ROGERS, Chief Judge:

In this expedited interlocutory appeal, appellant James W. Kelly contends that the Double Jeopardy Clause bars his retrial, after a remand based on reversible instructional errors, unless this court finds that the evidence at trial was sufficient to support his conviction of armed robbery. Appellant contends that he may not be retried because there was insufficient evidence that he knew the principal intended to commit the robbery, and that he knew or should have foreseen that a weapon would be involved. We hold that, in the absence of an express finding on evidentiary sufficiency by the court when it remanded the case for a retrial, the issue is properly before the court in the instant appeal. Upon viewing the evidence in the light most favorable to the government, as we must, we conclude that the evidence at appellant’s first trial was sufficient to support his *88 conviction. Accordingly, there remains no double jeopardy bar to appellant’s retrial and we remand the case to the trial court.

I.

On February 21, 1991, appellant, who was indicted for first-degree murder while armed, felony murder, and armed robbery, was convicted by a jury of armed robbery and thereafter sentenced to fifteen years to life imprisonment. On appeal from his conviction, appellant raised four issues: (1) there was insufficient evidence that he acted with “guilty knowledge” that the principal, John Watson, was committing a robbery when appellant picked up Watson and James Jones and drove away; (2) there was insufficient evidence that appellant knew or should have foreseen that a gun would be required to commit the robbery; (3) the trial judge erred by refusing to instruct the jury that it had to find that appellant knew or should have foreseen that a weapon would be required; and (4) the trial judge erred by refusing to give a lesser-included offense instruction on unarmed robbery.

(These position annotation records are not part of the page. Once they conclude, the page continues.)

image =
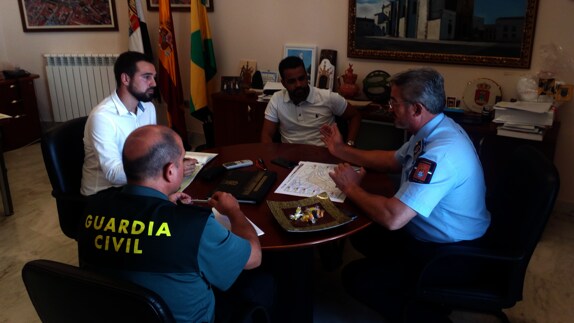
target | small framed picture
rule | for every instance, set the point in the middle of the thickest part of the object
(231, 84)
(563, 92)
(308, 53)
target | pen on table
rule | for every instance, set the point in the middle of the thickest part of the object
(261, 164)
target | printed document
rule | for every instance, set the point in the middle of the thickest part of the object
(309, 179)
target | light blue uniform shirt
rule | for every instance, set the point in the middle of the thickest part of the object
(451, 207)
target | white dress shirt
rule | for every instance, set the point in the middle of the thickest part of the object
(107, 128)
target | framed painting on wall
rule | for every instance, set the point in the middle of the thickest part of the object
(308, 53)
(44, 15)
(470, 32)
(177, 5)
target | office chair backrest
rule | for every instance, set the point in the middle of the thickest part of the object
(65, 293)
(63, 152)
(523, 202)
(488, 274)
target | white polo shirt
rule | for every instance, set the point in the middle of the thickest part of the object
(107, 128)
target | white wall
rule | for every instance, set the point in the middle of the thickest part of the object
(258, 29)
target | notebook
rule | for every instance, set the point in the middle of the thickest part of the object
(247, 186)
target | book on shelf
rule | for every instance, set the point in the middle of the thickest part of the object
(247, 186)
(534, 133)
(532, 113)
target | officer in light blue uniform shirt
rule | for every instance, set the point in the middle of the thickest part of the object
(441, 198)
(442, 181)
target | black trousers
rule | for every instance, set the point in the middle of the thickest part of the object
(251, 298)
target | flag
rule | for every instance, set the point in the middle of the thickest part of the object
(169, 77)
(138, 34)
(202, 64)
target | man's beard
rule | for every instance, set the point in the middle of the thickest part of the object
(146, 96)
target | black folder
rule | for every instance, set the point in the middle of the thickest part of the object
(247, 186)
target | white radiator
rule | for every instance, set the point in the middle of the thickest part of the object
(78, 82)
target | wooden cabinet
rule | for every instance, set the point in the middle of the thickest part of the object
(18, 99)
(237, 118)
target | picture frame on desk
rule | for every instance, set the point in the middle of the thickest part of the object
(44, 15)
(231, 84)
(308, 53)
(269, 76)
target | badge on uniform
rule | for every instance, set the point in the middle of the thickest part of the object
(418, 149)
(422, 171)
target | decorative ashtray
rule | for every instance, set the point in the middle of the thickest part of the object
(308, 215)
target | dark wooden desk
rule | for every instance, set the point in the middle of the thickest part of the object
(289, 255)
(275, 237)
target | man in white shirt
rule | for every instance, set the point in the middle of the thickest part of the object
(113, 119)
(299, 111)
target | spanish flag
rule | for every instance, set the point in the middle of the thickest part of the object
(169, 77)
(202, 65)
(138, 34)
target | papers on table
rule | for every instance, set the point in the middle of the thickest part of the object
(526, 120)
(202, 160)
(309, 179)
(224, 221)
(526, 113)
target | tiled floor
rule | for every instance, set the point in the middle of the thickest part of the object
(33, 232)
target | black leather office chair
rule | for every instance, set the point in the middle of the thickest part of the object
(64, 293)
(63, 152)
(488, 275)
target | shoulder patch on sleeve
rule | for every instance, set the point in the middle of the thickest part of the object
(422, 171)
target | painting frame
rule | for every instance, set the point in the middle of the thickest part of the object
(152, 5)
(309, 55)
(35, 19)
(384, 37)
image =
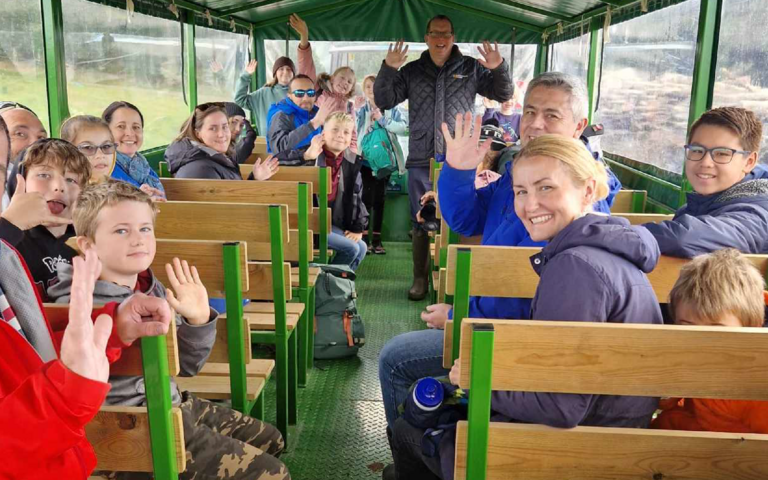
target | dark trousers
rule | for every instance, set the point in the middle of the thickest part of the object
(411, 464)
(374, 196)
(418, 185)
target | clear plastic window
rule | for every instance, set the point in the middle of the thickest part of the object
(742, 77)
(646, 85)
(22, 60)
(221, 58)
(110, 58)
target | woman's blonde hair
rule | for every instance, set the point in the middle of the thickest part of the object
(573, 156)
(719, 283)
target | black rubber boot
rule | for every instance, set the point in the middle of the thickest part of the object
(420, 285)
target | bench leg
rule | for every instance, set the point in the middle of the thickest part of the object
(282, 367)
(292, 378)
(303, 338)
(310, 307)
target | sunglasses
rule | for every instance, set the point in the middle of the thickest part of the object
(90, 150)
(300, 93)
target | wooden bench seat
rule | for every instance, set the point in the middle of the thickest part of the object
(216, 387)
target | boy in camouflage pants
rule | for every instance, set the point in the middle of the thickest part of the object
(117, 221)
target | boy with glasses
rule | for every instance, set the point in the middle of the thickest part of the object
(729, 205)
(294, 121)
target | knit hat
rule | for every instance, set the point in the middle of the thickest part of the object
(282, 62)
(232, 109)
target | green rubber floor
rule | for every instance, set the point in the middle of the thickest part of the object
(341, 428)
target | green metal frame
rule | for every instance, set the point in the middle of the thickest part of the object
(55, 65)
(235, 327)
(322, 201)
(542, 58)
(190, 59)
(461, 296)
(154, 354)
(479, 411)
(594, 58)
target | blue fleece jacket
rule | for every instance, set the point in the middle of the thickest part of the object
(490, 211)
(734, 218)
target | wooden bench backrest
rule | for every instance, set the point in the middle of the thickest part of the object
(120, 435)
(245, 222)
(243, 191)
(629, 201)
(621, 359)
(518, 279)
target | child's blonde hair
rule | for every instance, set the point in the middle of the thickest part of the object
(108, 194)
(57, 153)
(719, 283)
(72, 127)
(574, 156)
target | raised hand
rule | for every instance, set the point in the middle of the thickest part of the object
(156, 194)
(28, 210)
(315, 148)
(324, 108)
(187, 294)
(83, 348)
(491, 56)
(264, 170)
(251, 67)
(301, 28)
(142, 316)
(462, 151)
(397, 55)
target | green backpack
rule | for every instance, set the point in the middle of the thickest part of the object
(377, 150)
(339, 330)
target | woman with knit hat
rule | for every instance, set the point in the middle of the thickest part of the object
(258, 102)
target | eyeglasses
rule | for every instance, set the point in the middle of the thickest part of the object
(300, 93)
(721, 155)
(90, 150)
(6, 105)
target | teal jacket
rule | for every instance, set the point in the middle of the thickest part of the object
(258, 102)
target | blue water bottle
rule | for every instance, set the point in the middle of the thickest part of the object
(428, 394)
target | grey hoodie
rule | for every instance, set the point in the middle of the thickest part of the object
(195, 342)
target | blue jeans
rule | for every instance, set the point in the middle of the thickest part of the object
(405, 359)
(347, 252)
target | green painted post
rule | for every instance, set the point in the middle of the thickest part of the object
(461, 296)
(235, 328)
(154, 355)
(55, 67)
(281, 320)
(479, 410)
(705, 63)
(542, 58)
(304, 330)
(323, 205)
(190, 59)
(594, 58)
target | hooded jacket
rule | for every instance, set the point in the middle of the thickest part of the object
(258, 102)
(735, 218)
(288, 126)
(436, 94)
(44, 406)
(339, 102)
(594, 270)
(190, 159)
(490, 211)
(195, 341)
(348, 211)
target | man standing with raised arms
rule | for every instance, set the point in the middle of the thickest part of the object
(439, 85)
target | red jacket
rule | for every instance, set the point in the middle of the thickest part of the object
(44, 408)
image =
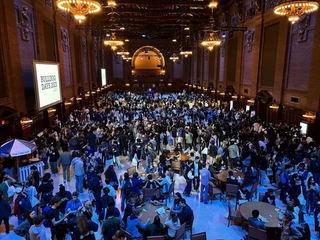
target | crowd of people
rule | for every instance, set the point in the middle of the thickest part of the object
(144, 129)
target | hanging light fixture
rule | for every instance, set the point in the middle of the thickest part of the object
(213, 4)
(123, 52)
(293, 9)
(113, 42)
(174, 57)
(79, 8)
(211, 41)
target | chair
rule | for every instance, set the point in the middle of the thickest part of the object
(171, 190)
(261, 196)
(155, 238)
(231, 190)
(213, 191)
(175, 166)
(179, 233)
(232, 215)
(148, 192)
(127, 235)
(131, 170)
(256, 233)
(189, 228)
(254, 189)
(199, 236)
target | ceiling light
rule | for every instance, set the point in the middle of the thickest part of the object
(211, 41)
(79, 8)
(295, 8)
(213, 4)
(113, 42)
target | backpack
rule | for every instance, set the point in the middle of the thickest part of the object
(94, 183)
(46, 222)
(304, 230)
(127, 189)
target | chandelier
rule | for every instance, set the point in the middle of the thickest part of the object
(211, 41)
(79, 8)
(123, 52)
(186, 51)
(113, 42)
(174, 57)
(293, 9)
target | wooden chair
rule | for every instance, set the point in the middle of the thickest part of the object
(171, 190)
(254, 189)
(232, 215)
(131, 170)
(179, 233)
(231, 190)
(127, 235)
(155, 238)
(256, 233)
(213, 191)
(148, 192)
(189, 228)
(261, 196)
(199, 236)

In response to appellant’s brief, the government moved to vacate the judgment of conviction and to remand the case for a new trial, conceding the reversible instructional errors in light of Ingram v. United States, 592 A.2d 992 (D.C.), cert. denied, — U.S. -, 112 S.Ct. 667, 116 L.Ed.2d 757 (1991), which was decided shortly after appellant’s trial. The government also argued that because the evidence was sufficient, a retrial was not barred by the Double Jeopardy Clause. Appellant filed a response agreeing that his conviction should be vacated but arguing that the evidence was insufficient and a judgment of acquittal was, therefore, required. A three-judge motions division granted the government’s motion and remanded the case to the trial court. 1 A new trial date was set for September 13, 1993. Before the retrial commenced, appellant moved to dismiss the indictment on the ground that the retrial would violate the Double Jeopardy Clause of the Fifth Amendment. The motions judge denied the motion. 2

II.

It has long been established that when a defendant obtains a reversal of his or her conviction on the basis of evidentiary insufficiency, the Double Jeopardy Clause bars a retrial. Burks v. United States, 437 U.S. 1, 18, 98 S.Ct. 2141, 2150, 57 L.Ed.2d 1 (1978). This is so because a reversal on the ground of insufficient evidence is the constitutional equivalent of an acquittal. Id.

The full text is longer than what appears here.